Pada beberapa penyelidikan hemodinamik orang gemuk yang normotensif ditemukan kenaikan kosumsi o2 dan juga denyut jantung yang sedikit lebih meningkat. Penyelidikan lain menunjukan adanya kenaikan volume darah yang beredar berhubungan dengan curah jantung yang juga meningkat. Juga ditemukan peningkatan kerja ventrikel kiri. Alexander menemukan diameter trensversal jantung yang 20-55% lebih besar pada autopsi orang gemuk. Volume darah yang meningkat pada orang gemuk kebanyakan disebabkan oleh meningkatnya volume darah dalam jaringan lemak. Backman dkk melaporkan adanya kenaikan curah jantung yang sebanding dengan konsumsi O2 dan derajat kegemukan.
Pengaruh penurunan berat badan terhadap tekanan darahtidak jelas secara menyeluruh. Ada penyelidik yang mendapatkan penurunan tekanan darah, walau pun tidak konsisten, tapi ada pula yang tidak menganggap penting penurunan berat badan untuk menurunkan tekanan darah. Ramsey dkk memperkirakan bahwa penurunan berat badan sebesar 1kg akan menurunkan tekanan darah sebesar 2,5 mmHg sistolik dan 1,5 mmHg diastolik.
1.4.3    Penyakit Kardiovaskular (Penyakit jantung iskemik)
Kematian yang lebih tinggipada orang gemuk terutama disebabkan oleh penyulit kardiovaskular. Suatu penyelidikan pada lebih dari 5000 penduduk di framingham, menunjukan bahwa kenaikan berat badan mempunyai hubungan yang bermakna dengan frekuensi kematian mendadak, angina pektoris, teteapi tidak berhubungan dengan infark miokard akut.
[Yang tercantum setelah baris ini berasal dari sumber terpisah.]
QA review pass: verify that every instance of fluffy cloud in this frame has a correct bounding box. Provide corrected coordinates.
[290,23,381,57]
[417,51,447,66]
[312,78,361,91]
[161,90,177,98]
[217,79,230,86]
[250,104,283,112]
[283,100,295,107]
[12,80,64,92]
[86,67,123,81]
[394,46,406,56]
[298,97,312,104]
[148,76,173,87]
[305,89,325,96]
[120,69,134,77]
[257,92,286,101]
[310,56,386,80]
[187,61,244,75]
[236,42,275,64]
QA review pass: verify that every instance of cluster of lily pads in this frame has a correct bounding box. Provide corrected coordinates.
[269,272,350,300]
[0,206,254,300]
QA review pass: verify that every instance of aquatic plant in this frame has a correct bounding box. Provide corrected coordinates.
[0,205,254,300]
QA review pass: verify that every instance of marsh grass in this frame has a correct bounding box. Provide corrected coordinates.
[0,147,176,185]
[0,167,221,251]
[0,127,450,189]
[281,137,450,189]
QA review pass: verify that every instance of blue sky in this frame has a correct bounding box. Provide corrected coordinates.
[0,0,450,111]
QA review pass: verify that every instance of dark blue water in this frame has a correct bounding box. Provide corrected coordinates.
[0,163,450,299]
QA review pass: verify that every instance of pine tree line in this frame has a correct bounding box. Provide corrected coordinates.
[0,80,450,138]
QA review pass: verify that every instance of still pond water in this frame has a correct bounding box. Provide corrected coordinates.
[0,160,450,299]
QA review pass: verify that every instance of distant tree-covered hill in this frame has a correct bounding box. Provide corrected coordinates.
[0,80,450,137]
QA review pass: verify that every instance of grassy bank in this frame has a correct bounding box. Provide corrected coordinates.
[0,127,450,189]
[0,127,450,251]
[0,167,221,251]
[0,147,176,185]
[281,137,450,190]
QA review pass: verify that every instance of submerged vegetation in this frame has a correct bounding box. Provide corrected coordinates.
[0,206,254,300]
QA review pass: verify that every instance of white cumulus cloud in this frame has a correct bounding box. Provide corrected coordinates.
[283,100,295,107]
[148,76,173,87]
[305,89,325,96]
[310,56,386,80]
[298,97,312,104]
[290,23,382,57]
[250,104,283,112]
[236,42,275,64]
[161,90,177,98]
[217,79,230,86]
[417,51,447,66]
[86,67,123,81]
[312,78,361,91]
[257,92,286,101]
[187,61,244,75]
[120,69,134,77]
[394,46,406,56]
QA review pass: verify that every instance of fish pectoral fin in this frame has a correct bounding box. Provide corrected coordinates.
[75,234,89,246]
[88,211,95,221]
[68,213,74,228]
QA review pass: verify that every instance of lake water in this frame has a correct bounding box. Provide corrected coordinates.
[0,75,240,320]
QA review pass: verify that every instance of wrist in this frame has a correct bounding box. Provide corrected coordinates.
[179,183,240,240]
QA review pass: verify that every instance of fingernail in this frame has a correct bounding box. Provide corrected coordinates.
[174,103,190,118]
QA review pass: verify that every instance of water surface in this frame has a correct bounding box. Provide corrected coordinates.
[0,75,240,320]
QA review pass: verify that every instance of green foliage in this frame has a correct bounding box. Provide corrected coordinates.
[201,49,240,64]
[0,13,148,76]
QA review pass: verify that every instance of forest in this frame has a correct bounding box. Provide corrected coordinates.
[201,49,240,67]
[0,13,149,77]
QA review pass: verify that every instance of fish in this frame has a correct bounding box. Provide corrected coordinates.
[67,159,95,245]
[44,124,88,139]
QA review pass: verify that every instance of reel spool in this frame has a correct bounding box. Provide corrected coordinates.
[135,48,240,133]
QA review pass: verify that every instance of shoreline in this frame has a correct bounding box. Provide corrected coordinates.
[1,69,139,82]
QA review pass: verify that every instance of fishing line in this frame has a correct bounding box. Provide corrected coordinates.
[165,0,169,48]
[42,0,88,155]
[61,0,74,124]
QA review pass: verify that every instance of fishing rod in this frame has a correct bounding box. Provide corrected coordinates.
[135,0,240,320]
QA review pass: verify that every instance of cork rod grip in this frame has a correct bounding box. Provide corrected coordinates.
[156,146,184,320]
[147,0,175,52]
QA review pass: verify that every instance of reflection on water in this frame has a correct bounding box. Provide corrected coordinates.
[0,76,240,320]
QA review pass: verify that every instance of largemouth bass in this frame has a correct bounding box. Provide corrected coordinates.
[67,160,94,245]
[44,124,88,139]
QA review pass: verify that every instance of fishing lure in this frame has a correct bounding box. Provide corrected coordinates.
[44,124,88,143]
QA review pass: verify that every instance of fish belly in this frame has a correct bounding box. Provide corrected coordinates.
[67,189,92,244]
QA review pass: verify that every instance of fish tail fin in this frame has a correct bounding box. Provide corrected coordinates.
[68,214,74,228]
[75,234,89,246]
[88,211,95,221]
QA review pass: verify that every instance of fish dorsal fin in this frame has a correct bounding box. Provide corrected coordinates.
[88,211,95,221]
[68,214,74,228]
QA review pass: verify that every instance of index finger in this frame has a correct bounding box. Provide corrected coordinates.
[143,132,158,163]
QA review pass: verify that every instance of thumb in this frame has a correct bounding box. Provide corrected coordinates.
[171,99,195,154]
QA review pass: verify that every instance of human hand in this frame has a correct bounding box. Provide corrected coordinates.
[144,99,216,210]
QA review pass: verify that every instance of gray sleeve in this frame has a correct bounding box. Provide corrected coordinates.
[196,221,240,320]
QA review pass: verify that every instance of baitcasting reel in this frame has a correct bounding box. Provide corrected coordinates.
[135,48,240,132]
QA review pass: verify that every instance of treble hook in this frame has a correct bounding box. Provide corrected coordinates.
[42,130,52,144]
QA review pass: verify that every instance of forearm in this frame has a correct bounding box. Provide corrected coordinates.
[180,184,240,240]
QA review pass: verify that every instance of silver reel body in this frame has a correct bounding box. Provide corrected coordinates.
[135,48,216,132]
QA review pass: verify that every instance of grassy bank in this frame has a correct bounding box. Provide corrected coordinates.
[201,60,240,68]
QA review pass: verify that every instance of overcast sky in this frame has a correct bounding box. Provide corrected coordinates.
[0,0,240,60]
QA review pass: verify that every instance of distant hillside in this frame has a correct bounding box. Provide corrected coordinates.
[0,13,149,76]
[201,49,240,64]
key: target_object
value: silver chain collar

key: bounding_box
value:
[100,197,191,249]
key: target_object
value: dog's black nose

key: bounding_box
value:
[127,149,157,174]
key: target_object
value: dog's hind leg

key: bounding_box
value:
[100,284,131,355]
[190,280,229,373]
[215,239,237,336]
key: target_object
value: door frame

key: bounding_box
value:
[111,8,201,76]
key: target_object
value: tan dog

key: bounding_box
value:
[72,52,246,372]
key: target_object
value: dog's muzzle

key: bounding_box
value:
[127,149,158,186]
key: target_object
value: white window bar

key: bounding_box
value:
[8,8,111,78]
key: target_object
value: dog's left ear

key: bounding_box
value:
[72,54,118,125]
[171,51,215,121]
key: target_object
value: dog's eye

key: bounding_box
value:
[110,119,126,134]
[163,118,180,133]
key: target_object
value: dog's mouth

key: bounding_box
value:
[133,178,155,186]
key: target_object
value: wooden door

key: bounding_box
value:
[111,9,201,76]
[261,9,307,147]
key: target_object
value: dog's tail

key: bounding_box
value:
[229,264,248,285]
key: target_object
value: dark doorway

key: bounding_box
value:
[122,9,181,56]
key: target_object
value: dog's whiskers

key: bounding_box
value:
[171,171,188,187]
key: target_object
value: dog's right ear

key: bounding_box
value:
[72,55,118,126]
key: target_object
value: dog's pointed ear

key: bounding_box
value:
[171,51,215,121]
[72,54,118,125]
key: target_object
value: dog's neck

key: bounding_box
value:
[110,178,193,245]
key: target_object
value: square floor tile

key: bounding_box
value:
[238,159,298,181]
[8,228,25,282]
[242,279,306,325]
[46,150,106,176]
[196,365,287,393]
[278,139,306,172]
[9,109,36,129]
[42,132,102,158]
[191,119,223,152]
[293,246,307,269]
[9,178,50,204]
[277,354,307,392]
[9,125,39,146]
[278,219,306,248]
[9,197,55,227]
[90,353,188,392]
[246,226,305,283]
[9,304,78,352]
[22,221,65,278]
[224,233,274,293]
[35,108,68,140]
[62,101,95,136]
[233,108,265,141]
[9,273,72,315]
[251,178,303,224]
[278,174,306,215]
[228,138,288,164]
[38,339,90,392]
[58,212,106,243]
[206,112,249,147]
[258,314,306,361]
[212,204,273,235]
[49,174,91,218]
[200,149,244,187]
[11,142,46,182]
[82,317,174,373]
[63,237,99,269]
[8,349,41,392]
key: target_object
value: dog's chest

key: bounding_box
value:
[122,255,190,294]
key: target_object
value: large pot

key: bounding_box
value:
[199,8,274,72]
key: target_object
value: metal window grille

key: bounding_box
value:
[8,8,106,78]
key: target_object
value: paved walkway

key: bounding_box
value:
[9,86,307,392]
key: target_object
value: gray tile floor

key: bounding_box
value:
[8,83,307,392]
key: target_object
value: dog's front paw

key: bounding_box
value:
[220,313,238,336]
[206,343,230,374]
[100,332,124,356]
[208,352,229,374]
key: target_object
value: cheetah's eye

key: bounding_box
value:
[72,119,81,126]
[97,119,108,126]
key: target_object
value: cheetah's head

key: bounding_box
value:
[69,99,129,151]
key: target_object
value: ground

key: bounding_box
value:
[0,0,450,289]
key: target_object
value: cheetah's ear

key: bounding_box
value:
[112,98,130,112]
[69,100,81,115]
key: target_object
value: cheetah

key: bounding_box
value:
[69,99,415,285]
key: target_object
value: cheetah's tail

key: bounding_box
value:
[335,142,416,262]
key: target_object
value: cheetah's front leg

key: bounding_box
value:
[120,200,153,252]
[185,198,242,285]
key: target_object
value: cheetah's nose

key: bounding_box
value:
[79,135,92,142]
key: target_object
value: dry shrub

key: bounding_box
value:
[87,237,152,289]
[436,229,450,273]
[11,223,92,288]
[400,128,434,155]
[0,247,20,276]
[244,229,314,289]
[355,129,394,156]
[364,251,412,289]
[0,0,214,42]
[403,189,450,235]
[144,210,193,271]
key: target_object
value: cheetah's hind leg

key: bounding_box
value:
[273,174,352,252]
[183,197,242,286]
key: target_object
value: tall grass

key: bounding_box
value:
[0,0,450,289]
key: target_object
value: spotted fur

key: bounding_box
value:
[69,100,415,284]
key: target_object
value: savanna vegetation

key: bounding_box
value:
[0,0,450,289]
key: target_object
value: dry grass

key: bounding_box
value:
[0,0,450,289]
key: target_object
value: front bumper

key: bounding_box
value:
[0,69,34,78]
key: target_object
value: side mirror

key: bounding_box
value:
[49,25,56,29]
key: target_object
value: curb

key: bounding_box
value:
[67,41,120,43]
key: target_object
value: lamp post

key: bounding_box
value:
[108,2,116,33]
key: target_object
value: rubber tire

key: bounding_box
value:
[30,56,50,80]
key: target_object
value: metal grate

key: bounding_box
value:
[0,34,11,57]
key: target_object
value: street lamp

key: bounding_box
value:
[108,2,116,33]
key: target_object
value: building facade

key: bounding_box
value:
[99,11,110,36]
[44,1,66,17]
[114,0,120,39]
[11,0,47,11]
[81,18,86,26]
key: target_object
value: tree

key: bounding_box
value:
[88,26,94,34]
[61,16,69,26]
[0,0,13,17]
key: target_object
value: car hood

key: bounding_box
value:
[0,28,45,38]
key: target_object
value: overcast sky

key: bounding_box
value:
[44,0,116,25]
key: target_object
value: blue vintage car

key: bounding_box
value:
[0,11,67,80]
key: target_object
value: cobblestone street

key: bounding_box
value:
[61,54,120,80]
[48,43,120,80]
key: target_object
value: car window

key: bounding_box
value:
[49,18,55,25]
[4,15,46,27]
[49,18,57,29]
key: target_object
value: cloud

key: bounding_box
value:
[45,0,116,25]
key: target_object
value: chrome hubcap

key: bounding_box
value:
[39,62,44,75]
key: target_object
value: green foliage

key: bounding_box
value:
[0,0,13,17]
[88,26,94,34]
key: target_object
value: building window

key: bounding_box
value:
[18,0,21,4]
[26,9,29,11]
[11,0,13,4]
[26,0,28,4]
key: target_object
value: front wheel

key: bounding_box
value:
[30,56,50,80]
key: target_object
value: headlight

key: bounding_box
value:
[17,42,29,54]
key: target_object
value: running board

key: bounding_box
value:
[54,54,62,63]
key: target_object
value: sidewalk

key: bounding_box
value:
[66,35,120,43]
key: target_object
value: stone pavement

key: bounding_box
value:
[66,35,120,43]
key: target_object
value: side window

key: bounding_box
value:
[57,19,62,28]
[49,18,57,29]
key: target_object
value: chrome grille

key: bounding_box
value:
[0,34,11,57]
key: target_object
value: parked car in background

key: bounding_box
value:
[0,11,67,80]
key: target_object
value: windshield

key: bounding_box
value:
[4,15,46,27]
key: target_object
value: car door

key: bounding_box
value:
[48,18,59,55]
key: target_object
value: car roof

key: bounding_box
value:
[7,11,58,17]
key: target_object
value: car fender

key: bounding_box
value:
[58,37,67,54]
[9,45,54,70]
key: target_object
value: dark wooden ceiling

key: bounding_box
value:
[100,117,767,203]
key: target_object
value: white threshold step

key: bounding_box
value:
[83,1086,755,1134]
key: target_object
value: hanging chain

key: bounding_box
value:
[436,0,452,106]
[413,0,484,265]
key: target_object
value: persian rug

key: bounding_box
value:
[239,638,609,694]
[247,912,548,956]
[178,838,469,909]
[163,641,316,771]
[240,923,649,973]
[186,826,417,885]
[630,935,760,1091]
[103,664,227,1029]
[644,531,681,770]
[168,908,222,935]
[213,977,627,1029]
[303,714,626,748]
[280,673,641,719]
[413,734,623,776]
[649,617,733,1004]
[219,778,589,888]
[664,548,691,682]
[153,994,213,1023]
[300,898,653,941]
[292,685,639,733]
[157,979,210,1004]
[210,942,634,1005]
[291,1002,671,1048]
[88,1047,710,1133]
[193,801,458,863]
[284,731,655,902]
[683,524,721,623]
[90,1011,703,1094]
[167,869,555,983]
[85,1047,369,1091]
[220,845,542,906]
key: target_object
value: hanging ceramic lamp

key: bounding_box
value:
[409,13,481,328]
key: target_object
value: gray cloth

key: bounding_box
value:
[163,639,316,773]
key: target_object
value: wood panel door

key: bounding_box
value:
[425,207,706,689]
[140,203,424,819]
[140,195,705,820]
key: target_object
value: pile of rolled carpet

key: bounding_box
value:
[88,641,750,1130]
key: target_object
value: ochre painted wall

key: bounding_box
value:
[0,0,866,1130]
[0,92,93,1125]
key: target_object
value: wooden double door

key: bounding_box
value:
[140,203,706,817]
Kebanyakan mati mendadak agaknya disebabkan karena penyakit kardiovaskular, sehingga data dari framingham tersebut dapat dianggap menyokong adanya hubungan antara obesitas dan kelainan jantung yang fatal. Tetapi bila faktor resiko lain seperti hipertensi dan kadar kolesterol darah yang tinggi ikut diperhitungkan, maka hubungan resiko kardioveskular dengan obesitas secara tersendiri tidak bermakna.
Pada orang gemuk terjadi peningkatan konsumsi o2, isi sekuncup juga meningkat sesuai dengan derajat kegemukannya. Pada orang yang sangat gemuk dapat terjadi tanda overload, dan fungsi ventrikel kiri yang berkurang sebanding dengan kegemukannya, dan hal ini kemudian dapat menyebabkan terjadi payah jantung yang patal.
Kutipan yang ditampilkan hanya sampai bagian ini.